When we go through some difficulty and then we finally reach the end of it, we can respond is different ways. One way is to be happy for ourselves and try to just put it all behind us, never thinking of the difficulty again. Another is to not be able to get over it, to remain bitter and resentful that we had to go through this trial at all, never giving thanks for the restoration we have experienced.

A third way we can respond is to rejoice that we have made it through with the help of God, but to never forget how it felt to be in the midst of that trial. This third response helps to develop an intercessor’s heart filled with empathy. This is the response I have chosen in response to the many trials I have faced in life. God has used this response to develop in me an intercessor’s heart with the desire to pray for others who are going through trials of their own.

I recently learned of the ongoing struggles of a fellow Christian on the Third Day Connect website, which involved several of these difficulties all at once. I don’t know this woman, but my heart went out to her and I wanted to help. But I have no way of helping her except to pray. And so pray I have, primarily that God will restore her hope, which seems to have been shattered into a billion little pieces by the weight of her troubles.

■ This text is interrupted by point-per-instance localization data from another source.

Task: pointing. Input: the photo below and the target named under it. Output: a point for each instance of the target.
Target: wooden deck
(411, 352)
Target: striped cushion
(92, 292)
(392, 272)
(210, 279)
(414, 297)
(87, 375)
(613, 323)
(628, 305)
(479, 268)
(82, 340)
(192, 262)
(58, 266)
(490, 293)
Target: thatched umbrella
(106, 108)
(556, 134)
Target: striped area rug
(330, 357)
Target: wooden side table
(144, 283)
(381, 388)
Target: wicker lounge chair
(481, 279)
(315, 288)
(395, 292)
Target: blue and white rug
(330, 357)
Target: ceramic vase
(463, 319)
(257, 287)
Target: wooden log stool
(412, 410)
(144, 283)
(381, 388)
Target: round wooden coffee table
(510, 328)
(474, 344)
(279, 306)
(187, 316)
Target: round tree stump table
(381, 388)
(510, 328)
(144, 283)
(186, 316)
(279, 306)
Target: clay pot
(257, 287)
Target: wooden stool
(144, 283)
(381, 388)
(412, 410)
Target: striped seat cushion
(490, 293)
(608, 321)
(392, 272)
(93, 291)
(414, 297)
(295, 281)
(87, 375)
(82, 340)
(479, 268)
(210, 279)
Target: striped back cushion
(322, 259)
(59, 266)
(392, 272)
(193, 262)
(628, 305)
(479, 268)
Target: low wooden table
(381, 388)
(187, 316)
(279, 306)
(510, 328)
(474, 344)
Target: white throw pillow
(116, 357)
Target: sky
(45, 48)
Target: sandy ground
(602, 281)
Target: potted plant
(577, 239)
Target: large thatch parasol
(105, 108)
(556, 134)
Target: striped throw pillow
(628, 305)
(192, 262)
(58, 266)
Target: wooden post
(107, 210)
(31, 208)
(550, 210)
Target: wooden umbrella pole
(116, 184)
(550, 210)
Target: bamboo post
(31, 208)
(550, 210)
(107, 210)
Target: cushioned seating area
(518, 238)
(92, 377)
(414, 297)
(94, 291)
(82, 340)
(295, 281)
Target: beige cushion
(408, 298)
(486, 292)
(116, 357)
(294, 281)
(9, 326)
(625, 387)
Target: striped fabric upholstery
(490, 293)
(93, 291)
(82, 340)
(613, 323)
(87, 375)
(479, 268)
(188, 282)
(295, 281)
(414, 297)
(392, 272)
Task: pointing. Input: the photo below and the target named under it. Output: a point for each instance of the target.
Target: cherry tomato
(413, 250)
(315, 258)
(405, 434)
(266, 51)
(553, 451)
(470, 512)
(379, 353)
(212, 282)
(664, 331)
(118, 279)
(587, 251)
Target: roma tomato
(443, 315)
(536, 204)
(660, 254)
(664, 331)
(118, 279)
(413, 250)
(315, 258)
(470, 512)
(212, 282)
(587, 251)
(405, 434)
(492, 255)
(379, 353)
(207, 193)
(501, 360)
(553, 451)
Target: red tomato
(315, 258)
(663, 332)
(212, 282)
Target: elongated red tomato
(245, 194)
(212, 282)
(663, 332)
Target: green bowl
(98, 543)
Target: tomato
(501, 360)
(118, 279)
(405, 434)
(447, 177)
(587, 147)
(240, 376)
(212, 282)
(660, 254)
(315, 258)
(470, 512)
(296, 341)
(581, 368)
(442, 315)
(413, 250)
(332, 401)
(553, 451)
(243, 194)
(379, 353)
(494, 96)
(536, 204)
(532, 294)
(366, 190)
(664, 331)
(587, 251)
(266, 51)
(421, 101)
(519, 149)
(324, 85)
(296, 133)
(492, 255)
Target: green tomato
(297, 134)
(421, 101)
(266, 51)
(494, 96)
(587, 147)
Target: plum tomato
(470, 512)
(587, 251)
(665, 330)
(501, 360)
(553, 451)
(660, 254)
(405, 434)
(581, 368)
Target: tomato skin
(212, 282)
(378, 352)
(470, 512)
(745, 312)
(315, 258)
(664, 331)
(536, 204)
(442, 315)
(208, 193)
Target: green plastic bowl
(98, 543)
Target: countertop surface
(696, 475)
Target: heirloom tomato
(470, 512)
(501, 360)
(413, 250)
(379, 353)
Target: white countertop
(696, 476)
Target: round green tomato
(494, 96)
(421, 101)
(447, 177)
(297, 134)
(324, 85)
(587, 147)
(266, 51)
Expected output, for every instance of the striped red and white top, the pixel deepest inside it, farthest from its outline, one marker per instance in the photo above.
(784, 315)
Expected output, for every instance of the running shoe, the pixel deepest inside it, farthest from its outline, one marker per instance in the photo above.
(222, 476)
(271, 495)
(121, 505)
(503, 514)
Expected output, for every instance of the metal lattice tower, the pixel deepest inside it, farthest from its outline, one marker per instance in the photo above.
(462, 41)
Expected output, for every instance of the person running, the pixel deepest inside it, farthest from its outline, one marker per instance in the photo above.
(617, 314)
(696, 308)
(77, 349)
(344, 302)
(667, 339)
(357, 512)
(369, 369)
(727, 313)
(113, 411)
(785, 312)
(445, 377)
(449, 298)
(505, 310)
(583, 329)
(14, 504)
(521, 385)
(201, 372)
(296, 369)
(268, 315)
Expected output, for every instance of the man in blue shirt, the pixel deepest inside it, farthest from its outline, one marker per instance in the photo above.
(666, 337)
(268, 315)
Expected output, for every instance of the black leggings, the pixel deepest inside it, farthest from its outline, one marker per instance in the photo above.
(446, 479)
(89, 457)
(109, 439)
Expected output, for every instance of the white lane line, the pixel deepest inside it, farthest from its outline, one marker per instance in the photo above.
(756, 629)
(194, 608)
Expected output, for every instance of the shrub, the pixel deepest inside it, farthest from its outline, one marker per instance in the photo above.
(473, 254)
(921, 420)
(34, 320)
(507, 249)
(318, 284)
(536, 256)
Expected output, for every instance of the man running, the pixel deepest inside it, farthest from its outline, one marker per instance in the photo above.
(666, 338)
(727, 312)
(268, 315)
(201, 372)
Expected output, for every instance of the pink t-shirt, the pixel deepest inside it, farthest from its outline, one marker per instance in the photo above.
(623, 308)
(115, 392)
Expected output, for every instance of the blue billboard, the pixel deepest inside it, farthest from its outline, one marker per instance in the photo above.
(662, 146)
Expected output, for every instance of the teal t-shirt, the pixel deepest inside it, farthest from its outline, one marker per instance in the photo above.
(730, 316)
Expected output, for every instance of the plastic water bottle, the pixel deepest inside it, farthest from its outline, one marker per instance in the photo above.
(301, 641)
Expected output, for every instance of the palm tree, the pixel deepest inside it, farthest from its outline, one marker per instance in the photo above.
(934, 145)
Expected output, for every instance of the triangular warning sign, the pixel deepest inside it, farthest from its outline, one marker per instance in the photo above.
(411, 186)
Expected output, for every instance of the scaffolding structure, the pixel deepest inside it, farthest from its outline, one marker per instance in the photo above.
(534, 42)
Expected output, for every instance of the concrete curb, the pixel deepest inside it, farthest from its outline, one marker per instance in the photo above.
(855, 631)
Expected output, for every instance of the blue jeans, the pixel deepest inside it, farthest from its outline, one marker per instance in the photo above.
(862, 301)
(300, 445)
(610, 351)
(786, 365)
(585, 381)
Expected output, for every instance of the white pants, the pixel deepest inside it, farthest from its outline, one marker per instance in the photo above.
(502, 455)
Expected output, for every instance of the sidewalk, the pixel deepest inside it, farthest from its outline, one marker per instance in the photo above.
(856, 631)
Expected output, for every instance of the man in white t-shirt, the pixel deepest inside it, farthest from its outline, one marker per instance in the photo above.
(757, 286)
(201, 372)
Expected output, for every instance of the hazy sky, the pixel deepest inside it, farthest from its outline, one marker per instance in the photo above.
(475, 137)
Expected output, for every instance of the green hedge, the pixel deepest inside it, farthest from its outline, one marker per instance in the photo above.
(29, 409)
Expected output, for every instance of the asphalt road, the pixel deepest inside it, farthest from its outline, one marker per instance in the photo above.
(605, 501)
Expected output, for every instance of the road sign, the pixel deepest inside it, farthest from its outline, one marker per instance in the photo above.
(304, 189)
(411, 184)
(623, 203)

I doubt her story is all that unique. Many struggle because the weight of life has shattered their hope. I know I can’t restore their hope, but I know the One who can. The devil would like God’s people to drown in their trials, but God has promised to restore hope to those who believe.

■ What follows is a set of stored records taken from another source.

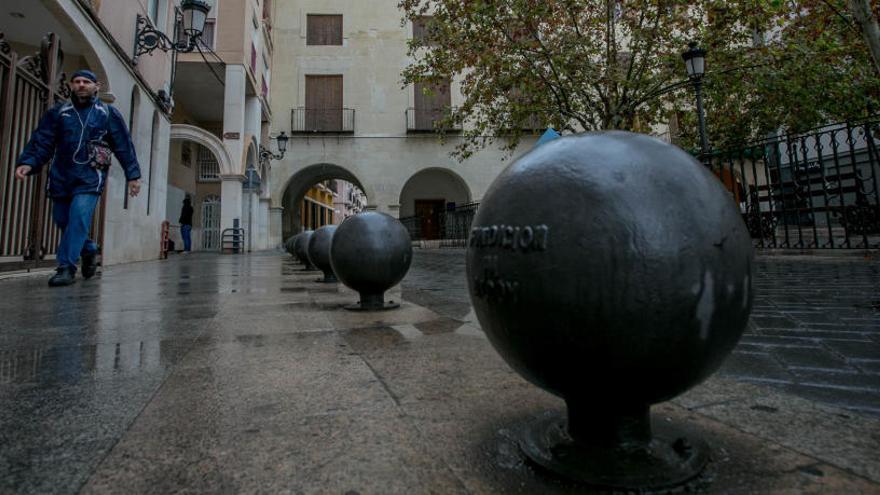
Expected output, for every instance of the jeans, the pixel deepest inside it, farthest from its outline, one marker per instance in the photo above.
(74, 217)
(185, 232)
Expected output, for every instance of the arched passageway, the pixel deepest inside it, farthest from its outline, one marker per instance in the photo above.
(197, 161)
(297, 188)
(428, 194)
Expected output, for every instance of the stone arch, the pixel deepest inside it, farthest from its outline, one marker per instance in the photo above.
(209, 141)
(298, 184)
(437, 182)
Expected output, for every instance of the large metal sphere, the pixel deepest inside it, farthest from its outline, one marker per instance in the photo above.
(319, 251)
(371, 252)
(611, 264)
(301, 247)
(614, 270)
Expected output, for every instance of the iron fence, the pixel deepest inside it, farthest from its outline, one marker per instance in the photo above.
(453, 226)
(816, 190)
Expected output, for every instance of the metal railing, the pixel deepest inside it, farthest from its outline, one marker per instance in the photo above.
(817, 190)
(427, 119)
(452, 230)
(321, 120)
(232, 241)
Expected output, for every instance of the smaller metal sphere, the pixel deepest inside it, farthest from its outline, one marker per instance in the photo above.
(371, 252)
(301, 248)
(319, 251)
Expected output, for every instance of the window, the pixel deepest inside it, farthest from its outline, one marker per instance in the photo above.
(422, 29)
(209, 169)
(207, 38)
(323, 29)
(323, 103)
(185, 154)
(431, 101)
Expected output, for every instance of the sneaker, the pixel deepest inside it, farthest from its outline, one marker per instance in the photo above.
(64, 276)
(90, 265)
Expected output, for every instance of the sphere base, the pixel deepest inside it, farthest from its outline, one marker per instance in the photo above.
(372, 302)
(384, 307)
(667, 459)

I have a wooden sculpture of the word “Hope” that I got at the Relay for Life. I sat it on top of a picture in my bathroom and it fell to the floor and broke into many pieces. My son tried to glue it back together using Elmer’s glue, wood glue, and a hot glue gun, but pieces still keep falling off. It will never be the same. I actually bought a new one at Relay for Life this year to replace it, but I keep both on the windowsill in my bedroom as a reminder of hope shattered and hope restored.

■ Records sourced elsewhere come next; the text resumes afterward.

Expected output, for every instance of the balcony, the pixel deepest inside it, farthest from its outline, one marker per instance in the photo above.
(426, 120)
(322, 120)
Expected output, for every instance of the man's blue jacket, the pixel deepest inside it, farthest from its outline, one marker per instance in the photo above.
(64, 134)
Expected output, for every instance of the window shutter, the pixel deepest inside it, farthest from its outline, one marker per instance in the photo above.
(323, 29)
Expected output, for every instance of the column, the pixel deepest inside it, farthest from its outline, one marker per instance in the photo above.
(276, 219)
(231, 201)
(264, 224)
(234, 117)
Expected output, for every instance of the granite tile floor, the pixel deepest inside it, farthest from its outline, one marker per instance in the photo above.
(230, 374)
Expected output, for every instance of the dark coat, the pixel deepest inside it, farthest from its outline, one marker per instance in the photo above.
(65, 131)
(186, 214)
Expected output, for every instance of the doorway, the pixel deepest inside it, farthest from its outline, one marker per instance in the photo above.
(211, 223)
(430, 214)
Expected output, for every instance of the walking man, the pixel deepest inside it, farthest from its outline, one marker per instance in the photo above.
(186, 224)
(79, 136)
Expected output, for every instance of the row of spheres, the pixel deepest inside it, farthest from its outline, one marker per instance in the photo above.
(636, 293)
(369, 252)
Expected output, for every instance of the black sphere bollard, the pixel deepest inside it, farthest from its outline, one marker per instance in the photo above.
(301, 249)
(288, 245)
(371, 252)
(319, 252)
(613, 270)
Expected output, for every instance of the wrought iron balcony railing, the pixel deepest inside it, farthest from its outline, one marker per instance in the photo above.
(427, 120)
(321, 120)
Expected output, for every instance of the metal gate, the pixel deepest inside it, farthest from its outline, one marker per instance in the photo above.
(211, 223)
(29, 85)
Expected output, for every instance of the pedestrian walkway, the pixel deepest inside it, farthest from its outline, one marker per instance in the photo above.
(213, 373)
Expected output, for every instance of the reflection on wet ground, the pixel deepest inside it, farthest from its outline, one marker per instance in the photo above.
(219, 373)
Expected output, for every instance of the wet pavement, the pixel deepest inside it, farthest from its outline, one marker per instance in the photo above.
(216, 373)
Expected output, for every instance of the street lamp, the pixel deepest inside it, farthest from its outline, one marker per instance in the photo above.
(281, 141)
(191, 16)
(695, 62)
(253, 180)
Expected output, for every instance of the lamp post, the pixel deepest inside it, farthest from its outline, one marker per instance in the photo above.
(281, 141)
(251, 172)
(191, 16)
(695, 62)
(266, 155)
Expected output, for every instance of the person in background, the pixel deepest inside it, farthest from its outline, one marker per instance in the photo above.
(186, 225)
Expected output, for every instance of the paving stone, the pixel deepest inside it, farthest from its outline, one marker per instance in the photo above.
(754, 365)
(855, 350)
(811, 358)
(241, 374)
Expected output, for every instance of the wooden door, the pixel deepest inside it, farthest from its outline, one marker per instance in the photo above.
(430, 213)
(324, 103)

The apostle Peter wrote about weathering trials and the promise that God will restore hope:

Humble yourselves, therefore, under God’s mighty hand, that he may lift you up in due time. Cast all your anxiety on him because he cares for you.Be alert and of sober mind. Your enemy the devil prowls around like a roaring lion looking for someone to devour. Resist him, standing firm in the faith, because you know that the family of believers throughout the world is undergoing the same kind of sufferings. And the God of all grace, who called you to his eternal glory in Christ, after you have suffered a little while, will himself restore you and make you strong, firm and steadfast. 1 Peter 5:6-10.

Peter’s reminder that other believers are “undergoing the same kind of sufferings” led me to another thought. What if, instead of waiting until after we have been restored from our trials to intercede for others in prayer, we also prayed for others undergoing the exact same trials we are undergoing right now?

  • What if, as you looked at a pile of bills you didn’t have the means to pay, you stopped to intercede for all those around the world who were also struggling to make ends meet?
  • What if, as you sat in the clinic chair undergoing weekly chemotherapy for cancer, you prayed for the many who had just received their diagnosis or who were facing surgery to remove a tumor?
  • What if, as you sat in your living room in shock that your spouse had left you or cheated on you, you cried out to God for all the broken hearts and failing marriages across the nation?
  • What if, as you surveyed the damage to your house from fire, tornado, or flood in disbelief that it could all be destroyed, you interceded with our Father for the many who lost all their worldly possessions?
  • What if, sitting in the front pew at your loved one’s memorial service, you shed a tear for those sitting around you and at memorial services throughout the world?

What if we used our pain and suffering to care for others in pain? How would that change us? How would that change them? Would it give God an opening to restore hope to a people that desperately need it? I believe it would. And I believe it would strengthen the intercessor’s heart in all of us. Will you choose to join me in this intercessory endeavor? I hope so.